IκBζ regulates the development of nonalcoholic fatty liver disease through the attenuation of hepatic steatosis in mice.

IκBζ is a transcriptional regulator that augments inflammatory responses from the Toll-like receptor or interleukin signaling. These innate immune responses contribute to the progression of nonalcoholic fatty liver disease (NAFLD); however, the role of IκBζ in the pathogenesis of NAFLD remains elusive. We investigated whether IκBζ was involved in the progression of NAFLD in mice. We generated hepatocyte-specific IκBζ-deficient mice (Alb-Cre; Nfkbizfl/fl) by crossing Nfkbizfl/fl mice with Alb-Cre transgenic mice. NAFLD was induced by feeding the mice a choline-deficient, L-amino acid-defined, high-fat diet (CDAHFD). CDAHFD-induced IκBζ expression in the liver was observed in Nfkbizfl/fl mice, but not in Alb-Cre; Nfkbizfl/fl mice.
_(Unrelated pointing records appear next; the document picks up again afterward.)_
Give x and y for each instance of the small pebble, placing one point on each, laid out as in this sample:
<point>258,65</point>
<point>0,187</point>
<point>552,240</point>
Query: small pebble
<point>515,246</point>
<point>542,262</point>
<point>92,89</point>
Contrary to our initial expectation, IκBζ deletion in hepatocytes accelerated the progression of NAFLD after CDAHFD treatment. Although the increased expression of inflammatory cytokines and apoptosis-related proteins by CDAHFD remained unchanged between Nfkbizfl/fl and Alb-Cre; Nfkbizfl/fl mice, early-stage steatosis of the liver was significantly augmented in Alb-Cre; Nfkbizfl/fl mice. Overexpression of IκBζ in hepatocytes via the adeno-associated virus vector attenuated liver steatosis caused by the CDAHFD in wild-type C57BL/6 mice. This preventive effect of IκBζ overexpression on steatosis was not observed without transcriptional activity. Microarray analysis revealed a correlation between IκBζ expression and the changes of factors related to triglyceride biosynthesis and lipoprotein uptake. Our data suggest that hepatic IκBζ attenuates the progression of NAFLD possibly through the regulation of the factors related to triglyceride metabolism.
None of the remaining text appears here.